Julia: "whos" is a bad name for the functionality

Created on 13 Jul 2015  Â·  51Comments  Â·  Source: JuliaLang/julia

Of course it was named by analogy of the matlab command. But whos is one of the more obscure names in julia. If at all, who should give users, not things. Second, the "s" in "whos" seems to be a contraction of "who + sizes" , making whos an extended version of who in matlab. In julia there is no who of course and whos does not report sizes. I am a bit ashamed of reporting this, but apparently I care.

breaking good first issue help wanted

Most helpful comment

Whatever it is called, let me make a plea to for whos() to actually return a data structure of some sort that is displayed, rather than acting via side effects. Except for functions that actually perform I/O, I think relying on side effects is a bad idea.

For one thing, returning a value allows the caller to perform further processing on the data if desired. For another thing, returning a data structure allows for more flexible display, e.g. a writemime(io, "text/html", ...) could output an HTML table and display nicely in IJulia. (See also JuliaLang/IJulia.jl#342.)

All 51 comments

Agree - but perhaps a suggestion for a better name? We used to have sizes and they got removed at some point.

Maybe globals? or objects? In R, this is called ls.

Anyway, +1 to a better name.

Random thoughts: (i wasn't even aware that 'who' exists in matlab)

  • variables
  • listvar
  • varlist

as commands
i always liked this dir(object) in python. I guess the correct julia case would be dir(Main).

P.S. workspace() for cleaning up could also use a better name -> new_workspace()

Tangentially, I posted a pull request to report sizes in whos. It is still open, but I don't have the number handy.

11461

dir is a nice option, also ls. It's only used by people working at the REPL so it shouldn't be a long name like variables.

Also, if whos is getting attention, it would be nice to reach a consensus about not displaying imported modules by default which can really clutter it up. See issue #9902, PR #10108.

I think that this function conflates two rather different things:

  • what names are bound in a given namespace (e.g. Main)
  • how much memory am I using and what is claiming it

Perhaps the APIs to discover these things should not be crammed into one.

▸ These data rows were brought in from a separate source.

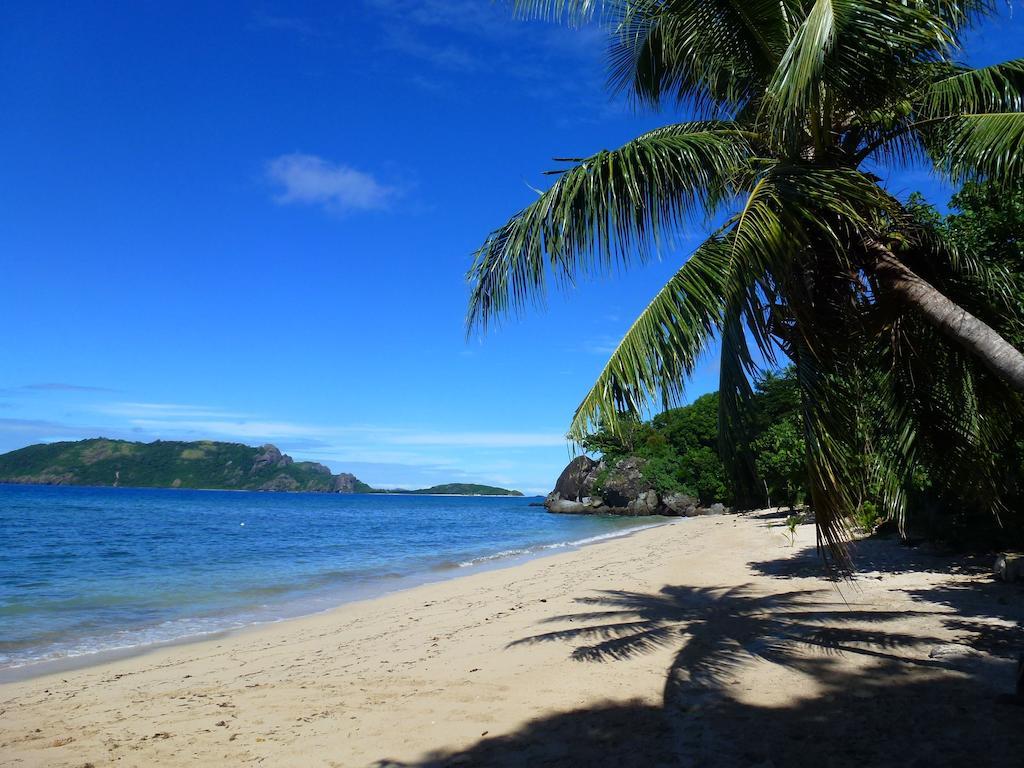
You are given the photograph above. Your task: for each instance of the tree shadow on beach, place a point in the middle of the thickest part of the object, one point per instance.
(897, 706)
(873, 557)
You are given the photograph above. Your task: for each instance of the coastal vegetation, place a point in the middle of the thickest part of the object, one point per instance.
(453, 488)
(203, 464)
(903, 340)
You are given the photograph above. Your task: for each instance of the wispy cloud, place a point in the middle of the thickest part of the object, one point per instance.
(166, 411)
(301, 27)
(337, 187)
(166, 419)
(476, 36)
(55, 386)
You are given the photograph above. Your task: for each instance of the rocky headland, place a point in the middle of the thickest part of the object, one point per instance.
(589, 486)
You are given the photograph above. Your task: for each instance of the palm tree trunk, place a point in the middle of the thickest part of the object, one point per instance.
(971, 334)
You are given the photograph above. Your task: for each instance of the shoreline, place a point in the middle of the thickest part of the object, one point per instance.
(352, 594)
(257, 491)
(667, 646)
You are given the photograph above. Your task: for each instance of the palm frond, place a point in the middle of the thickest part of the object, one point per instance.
(987, 89)
(850, 51)
(610, 209)
(983, 145)
(663, 345)
(713, 54)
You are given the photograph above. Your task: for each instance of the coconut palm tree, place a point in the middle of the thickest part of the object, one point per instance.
(798, 107)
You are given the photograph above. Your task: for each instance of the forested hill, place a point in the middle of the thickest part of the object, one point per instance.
(205, 464)
(457, 488)
(171, 464)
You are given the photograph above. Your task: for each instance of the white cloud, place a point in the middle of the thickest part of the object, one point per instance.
(338, 187)
(168, 420)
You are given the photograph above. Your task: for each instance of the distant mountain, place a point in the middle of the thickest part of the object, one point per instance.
(204, 464)
(456, 488)
(172, 465)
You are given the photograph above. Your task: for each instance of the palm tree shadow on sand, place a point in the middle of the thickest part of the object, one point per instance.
(896, 707)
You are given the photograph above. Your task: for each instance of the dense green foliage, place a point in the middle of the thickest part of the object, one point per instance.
(162, 464)
(955, 491)
(680, 448)
(797, 111)
(457, 488)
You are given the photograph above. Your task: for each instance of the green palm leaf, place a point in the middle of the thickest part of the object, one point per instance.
(610, 209)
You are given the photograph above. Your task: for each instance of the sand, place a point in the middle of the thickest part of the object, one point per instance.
(709, 641)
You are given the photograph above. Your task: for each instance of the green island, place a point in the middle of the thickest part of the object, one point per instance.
(201, 464)
(453, 488)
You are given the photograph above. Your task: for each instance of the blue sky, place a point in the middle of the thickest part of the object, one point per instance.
(252, 221)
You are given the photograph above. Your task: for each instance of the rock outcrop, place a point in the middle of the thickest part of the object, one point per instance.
(591, 487)
(345, 482)
(570, 483)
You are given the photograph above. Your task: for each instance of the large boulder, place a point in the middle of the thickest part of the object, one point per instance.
(271, 457)
(555, 503)
(345, 482)
(625, 481)
(569, 484)
(680, 505)
(646, 503)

I agree a separate function just to get a list of names should exist. But for the second function, returning the memory used by each object, you obviously need to also return the names to identify them.

what(AbstractString, Number, -Integer)
<string name>           ASCIIString
<string name>           UTF8String
<complex name>          Complex{Float64}

about(AbstractString, Number, -Integer)
<string name>           ASCIIString         <concise size>
<string name>           UTF8String          <concise size>
<complex name>          Complex{Float64}    <concise size>

where(<pkg|module name>,.. , what(AbstractString, Number, -Integer))
<string name>           ASCIIString         <pkg|module>
<string name>           UTF8String          <pkg|module>          
<complex name>          Complex{Float64}    <pkg|module>

where(<pkg|module name>,.. , about(AbstractString, Number, -Integer))
<string name>           ASCIIString         <concise size>      <pkg|module>
<string name>           UTF8String          <concise size>      <pkg|module>
<complex name>          Complex{Float64}    <concise size>      <pkg|module>

It would be nice to just get rid of whos, even if by just renaming it to something better - possibly for 0.4

I like scope for this. (No doubt that's controversial.)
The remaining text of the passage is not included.